Ms. Vereteska’s ordeal mirrors those of millions of Ukrainian refugees, but it has a unique postscript: On Friday, she crossed another marker, winning the women’s race at the Jerusalem Marathon — and finishing behind just two men — with a time of 2 hours, 45 minutes and 54 seconds.
To say the feat seemed unlikely several weeks ago would be an understatement.
Ms. Vereteska, a professional runner and physiotherapist, and her daughter have been staying with a family in Poland that responded to her husband’s pleas for help on Facebook. Her husband, Pavlo Vereteska, a fellow professional runner, remains in Ukraine and is fighting in the war, she said. Her parents and siblings are still there, too.
Her home in Mykolaiv has been destroyed, she said, and the war had made her depressed and she was unable to train.
But she longed to get back to the sport she loves, so she got in touch with officials from the Jerusalem Marathon and was able to get a spot in the event less than two weeks in advance.
She was shocked by her victory, Ms. Vereteska said in an interview, especially because she was only recently able to resume training — in clothing and shoes collected by her Polish host family.
This was the fourth marathon she had run. Before the war, she had placed first in a marathon in Albania on Oct. 17, and she came in third in the Gutenberg Marathon in Mainz, Germany, in May 2019, according to the World Athletics website.
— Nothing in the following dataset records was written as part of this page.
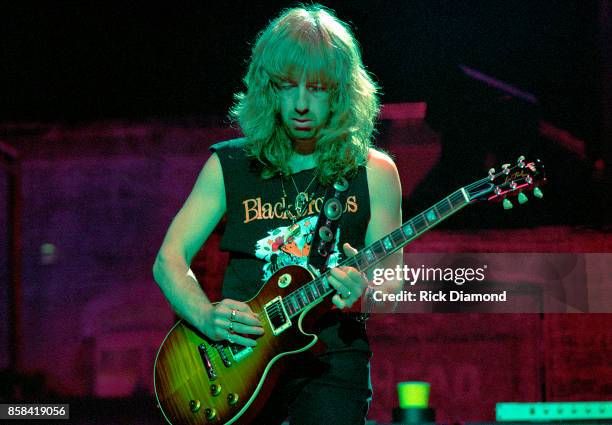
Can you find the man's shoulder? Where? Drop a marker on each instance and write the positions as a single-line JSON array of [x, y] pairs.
[[380, 161], [237, 144]]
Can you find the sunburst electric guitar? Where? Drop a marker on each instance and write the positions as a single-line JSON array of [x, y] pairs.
[[199, 381]]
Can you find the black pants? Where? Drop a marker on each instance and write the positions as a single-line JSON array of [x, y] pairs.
[[333, 388]]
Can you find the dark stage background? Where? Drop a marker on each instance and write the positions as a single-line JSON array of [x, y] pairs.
[[112, 108]]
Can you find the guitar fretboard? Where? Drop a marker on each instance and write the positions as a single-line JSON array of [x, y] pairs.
[[319, 288]]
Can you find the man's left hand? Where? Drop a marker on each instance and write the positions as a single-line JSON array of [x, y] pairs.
[[348, 282]]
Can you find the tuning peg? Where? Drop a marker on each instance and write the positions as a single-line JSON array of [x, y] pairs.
[[538, 193]]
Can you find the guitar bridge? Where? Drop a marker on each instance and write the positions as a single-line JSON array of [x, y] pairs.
[[277, 315]]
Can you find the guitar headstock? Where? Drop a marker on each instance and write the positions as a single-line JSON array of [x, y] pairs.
[[512, 180]]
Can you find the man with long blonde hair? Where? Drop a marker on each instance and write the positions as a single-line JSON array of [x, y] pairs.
[[307, 114]]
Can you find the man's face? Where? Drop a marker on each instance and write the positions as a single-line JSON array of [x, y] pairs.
[[305, 108]]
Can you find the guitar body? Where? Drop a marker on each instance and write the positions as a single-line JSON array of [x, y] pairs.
[[199, 381]]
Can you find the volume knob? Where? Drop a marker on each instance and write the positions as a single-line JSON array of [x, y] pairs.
[[232, 399], [194, 405], [210, 413]]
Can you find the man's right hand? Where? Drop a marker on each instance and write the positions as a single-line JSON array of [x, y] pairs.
[[229, 320]]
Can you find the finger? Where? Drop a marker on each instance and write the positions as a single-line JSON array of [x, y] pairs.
[[339, 301], [349, 251], [337, 284], [240, 340], [245, 329]]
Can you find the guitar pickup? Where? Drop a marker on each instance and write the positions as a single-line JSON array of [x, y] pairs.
[[224, 358], [210, 369], [277, 315]]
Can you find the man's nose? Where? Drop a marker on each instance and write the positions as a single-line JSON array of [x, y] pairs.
[[301, 102]]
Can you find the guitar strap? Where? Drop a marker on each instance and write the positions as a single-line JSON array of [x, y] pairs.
[[322, 245], [327, 228]]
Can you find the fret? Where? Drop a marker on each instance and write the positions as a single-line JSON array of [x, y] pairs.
[[419, 224], [444, 207], [303, 296], [378, 249], [313, 288], [408, 230], [351, 262], [388, 243], [370, 257], [309, 295], [288, 306], [325, 283], [362, 262], [456, 200], [431, 216], [398, 237]]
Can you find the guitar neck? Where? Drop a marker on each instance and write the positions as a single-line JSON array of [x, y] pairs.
[[314, 291]]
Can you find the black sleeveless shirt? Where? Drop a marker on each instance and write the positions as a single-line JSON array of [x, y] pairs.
[[257, 232]]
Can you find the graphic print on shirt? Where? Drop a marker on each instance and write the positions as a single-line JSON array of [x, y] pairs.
[[289, 245]]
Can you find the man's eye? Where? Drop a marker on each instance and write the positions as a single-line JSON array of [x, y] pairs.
[[286, 86]]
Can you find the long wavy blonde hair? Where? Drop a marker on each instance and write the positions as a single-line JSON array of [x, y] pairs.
[[308, 39]]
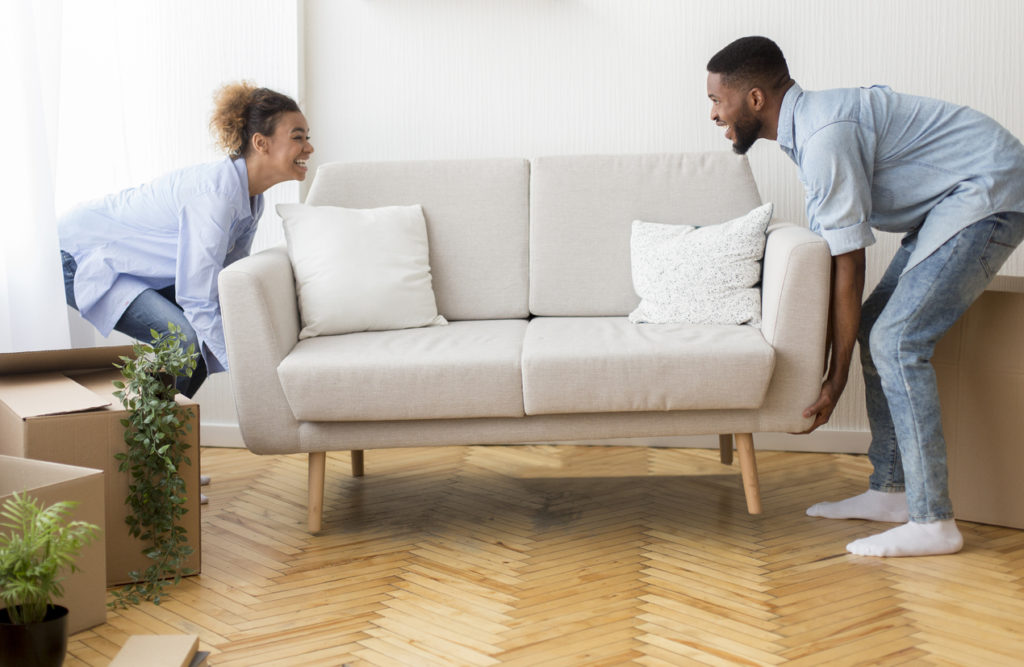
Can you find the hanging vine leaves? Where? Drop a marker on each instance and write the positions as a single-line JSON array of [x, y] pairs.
[[155, 432]]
She said she thought about the war throughout the Jerusalem race, and those thoughts fueled her victory.
“I’m stressed, of course I’m nervous about everything that’s happened in Ukraine, but it helped me,” she said of thinking of her home country, adding, “It was a very difficult race, it was very hilly, really very hilly.”
The relatively slow winning times reflected the challenging course, which features a handful of steep climbs. Friday’s conditions did not help matters: it was windy and chilly with occasional rain. Ageze Guadie won the men’s race in 2 hours, 37 minutes and 17 seconds.
Ms. Vereteska said her win made her smile for the first time since the war started. “This victory is for peace, for peace, in my country, and not only in my country — for peace in all the world.”
She is unsure of what’s next. She worries about her husband and family in Ukraine, and longs to go home. But for now, she plans to head back to Krakow to reunite with her daughter.
She’s already eyeing her next marathon, perhaps in Mainz, Germany, in May.